Per quanto riguarda invece la seconda misura “Avviso per il sostegno allo sviluppo ed alla fabbricazione di tecnologie critiche STEP 2026 – strumento finanziario”, gestito da Gepafin la dotazione si attesta a 16 milioni di euro, 14 milioni per finanziare tecnologie deep tech, digitali e biotecnologie e 2 milioni per le tecnologie green, ed è riservato alle PMI, singole o in raggruppamento. Anche in questo caso l’investimento produttivo è obbligatorio e può essere accompagnato da aiuti all’innovazione, ammissibili fino al 40% del costo del progetto.
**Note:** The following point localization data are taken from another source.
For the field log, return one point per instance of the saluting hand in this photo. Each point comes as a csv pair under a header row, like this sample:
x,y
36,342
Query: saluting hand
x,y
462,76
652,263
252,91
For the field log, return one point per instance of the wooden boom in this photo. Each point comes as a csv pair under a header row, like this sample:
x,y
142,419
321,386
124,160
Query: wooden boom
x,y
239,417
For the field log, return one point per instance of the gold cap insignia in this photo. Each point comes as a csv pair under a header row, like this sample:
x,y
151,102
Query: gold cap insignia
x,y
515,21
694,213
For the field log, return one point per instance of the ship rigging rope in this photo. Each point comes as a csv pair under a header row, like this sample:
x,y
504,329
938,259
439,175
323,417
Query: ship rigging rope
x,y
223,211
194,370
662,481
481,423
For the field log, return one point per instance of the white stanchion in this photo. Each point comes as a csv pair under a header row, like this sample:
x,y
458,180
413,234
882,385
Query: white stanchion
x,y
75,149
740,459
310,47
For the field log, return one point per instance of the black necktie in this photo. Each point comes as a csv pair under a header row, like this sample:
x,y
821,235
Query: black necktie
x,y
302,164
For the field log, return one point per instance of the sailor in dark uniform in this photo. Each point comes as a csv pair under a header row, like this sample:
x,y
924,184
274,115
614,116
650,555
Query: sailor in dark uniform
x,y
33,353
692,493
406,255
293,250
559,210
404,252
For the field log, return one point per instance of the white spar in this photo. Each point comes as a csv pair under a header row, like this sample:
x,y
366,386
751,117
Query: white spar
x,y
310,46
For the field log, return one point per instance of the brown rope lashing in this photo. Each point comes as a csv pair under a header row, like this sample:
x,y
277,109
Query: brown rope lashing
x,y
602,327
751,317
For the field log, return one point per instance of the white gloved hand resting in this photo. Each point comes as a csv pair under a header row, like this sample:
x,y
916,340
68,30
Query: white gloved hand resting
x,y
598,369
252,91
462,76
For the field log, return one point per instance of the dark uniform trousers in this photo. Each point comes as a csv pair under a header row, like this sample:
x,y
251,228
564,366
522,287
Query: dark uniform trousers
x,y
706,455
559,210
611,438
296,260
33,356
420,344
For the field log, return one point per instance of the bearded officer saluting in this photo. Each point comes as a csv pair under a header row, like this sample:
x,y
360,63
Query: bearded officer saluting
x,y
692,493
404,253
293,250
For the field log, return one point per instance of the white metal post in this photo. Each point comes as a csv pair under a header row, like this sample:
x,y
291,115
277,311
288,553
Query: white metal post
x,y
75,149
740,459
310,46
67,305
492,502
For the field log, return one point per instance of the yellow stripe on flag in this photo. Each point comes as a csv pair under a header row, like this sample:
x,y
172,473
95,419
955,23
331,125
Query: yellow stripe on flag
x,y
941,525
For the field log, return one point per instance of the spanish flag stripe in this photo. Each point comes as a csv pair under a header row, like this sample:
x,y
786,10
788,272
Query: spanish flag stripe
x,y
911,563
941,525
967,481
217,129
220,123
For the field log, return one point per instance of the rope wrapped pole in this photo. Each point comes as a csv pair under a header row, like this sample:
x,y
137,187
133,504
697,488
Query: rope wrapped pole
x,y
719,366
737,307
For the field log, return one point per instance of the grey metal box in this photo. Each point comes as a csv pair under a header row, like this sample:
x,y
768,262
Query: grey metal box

Lo strumento consiste in un finanziamento agevolato pari al 50% dell’investimento ammesso, a un tasso dell’1%, con una remissione parziale del debito che può arrivare fino al 50% a fronte della piena realizzazione dell’intervento e di un incremento occupazionale di almeno un’unità (o fino ad un massimo del 45% negli altri casi). Le soglie minime di progetto vanno da 500 mila euro per le micro e piccole imprese a 700 mila per le medie e aumentano di un milione qualora il progetto sia presentato da un raggruppamento di imprese. La procedura è di tipo valutativo a sportello, articolata in due fasi – una domanda preliminare e un progetto definitivo, una novità amministrativa importante che punta a procedere speditamente all’individuazione di progetti con caratteristiche effettivamente allineate a quelle previste dalla piattaforma STEP. I progetti dovranno essere completati entro 30 mesi dalla sottoscrizione del contratto.
Le informazioni operative, la documentazione e l’accesso agli sportelli online sono disponibili sui siti istituzionali di Sviluppumbria e di Gepafin, oltre che sul portale della Regione Umbria, nel BUR n. 38 del 4 agosto 2026.